The Big Gay Al's Food Adventures
I started my first batch of Kimchi last night. Adapted the recipe slightly but hopefully not enough to stop the cabbage fermenting.
Already had a taste this morning and as a fresh kimchi it tastes pretty good so hopefully after a week it will have done it’s thing and have the sour taste from the fermentation.
I didn’t have ground chilli peppers – just dried chopped chilli so it doesn’t have quite the characteristic red of a usual kimchi. I need to find my nearest Korean supermarket!
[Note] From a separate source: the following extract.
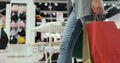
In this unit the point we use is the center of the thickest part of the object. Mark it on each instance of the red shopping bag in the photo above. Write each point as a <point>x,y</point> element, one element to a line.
<point>104,38</point>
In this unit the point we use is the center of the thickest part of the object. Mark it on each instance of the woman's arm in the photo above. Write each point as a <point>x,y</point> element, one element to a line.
<point>97,7</point>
The recipe I used can be found Here
Kimchi is a spicy fermented cabbage that can be found all over Korea – and there are as many varieties of it as there are Koreans I suspect. Everyone will have their own favourite recipe, from a very Western palate friendly White Kimchi to a very old, pungent kimchis that are almost paste like.
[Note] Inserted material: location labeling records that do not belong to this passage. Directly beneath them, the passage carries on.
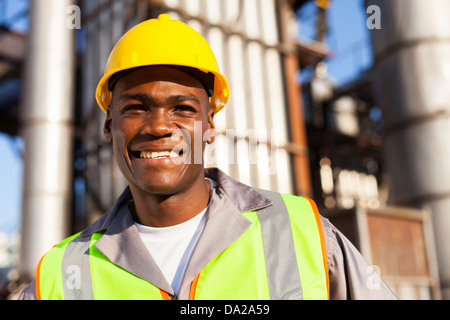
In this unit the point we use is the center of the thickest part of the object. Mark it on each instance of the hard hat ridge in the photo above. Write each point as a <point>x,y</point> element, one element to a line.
<point>164,42</point>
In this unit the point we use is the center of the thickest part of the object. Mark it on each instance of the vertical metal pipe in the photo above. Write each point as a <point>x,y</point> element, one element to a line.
<point>412,74</point>
<point>295,113</point>
<point>46,116</point>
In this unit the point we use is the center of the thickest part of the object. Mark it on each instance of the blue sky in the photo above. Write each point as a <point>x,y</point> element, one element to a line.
<point>348,40</point>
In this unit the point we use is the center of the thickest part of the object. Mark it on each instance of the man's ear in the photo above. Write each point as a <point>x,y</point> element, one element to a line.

Aside from the brined cabbage and the spring onions and radish I also added garlic, ginger, anchovy fillets, sugar, fish sauce and lots of red chilli flakes.
Only 2 days later but already the kimchi is fermenting well, bubbles rising and the lid popping when I open it.
As for the smell and taste – the smell is still sweet and spicy – not really pungent of the cabbage yet. The taste has developed more and the spice is more complex with the garlic and ginger mellowed but the chilli coming more to the fore.
I suspect it will be ready tomorrow – Tuesday at the latest, at which stage I will refrigerate it to slow the fermentation right down.
Yesterday when I opened the pot of kimchi, so much gas had gathered that it sprayed me with spicy brine as it popped open! This morning I have opened it very carefully (and away from me) but this morning the fermentation seems to have slowed. I think it is now time to refrigerate it. My other main observation is the smell – it filled my kitchen instantly with a spicy, sweet, sour spicy garlicky smell. I’m conscious that many would find this malodorous emmination offensive, however I will admit that it gets me salivating!!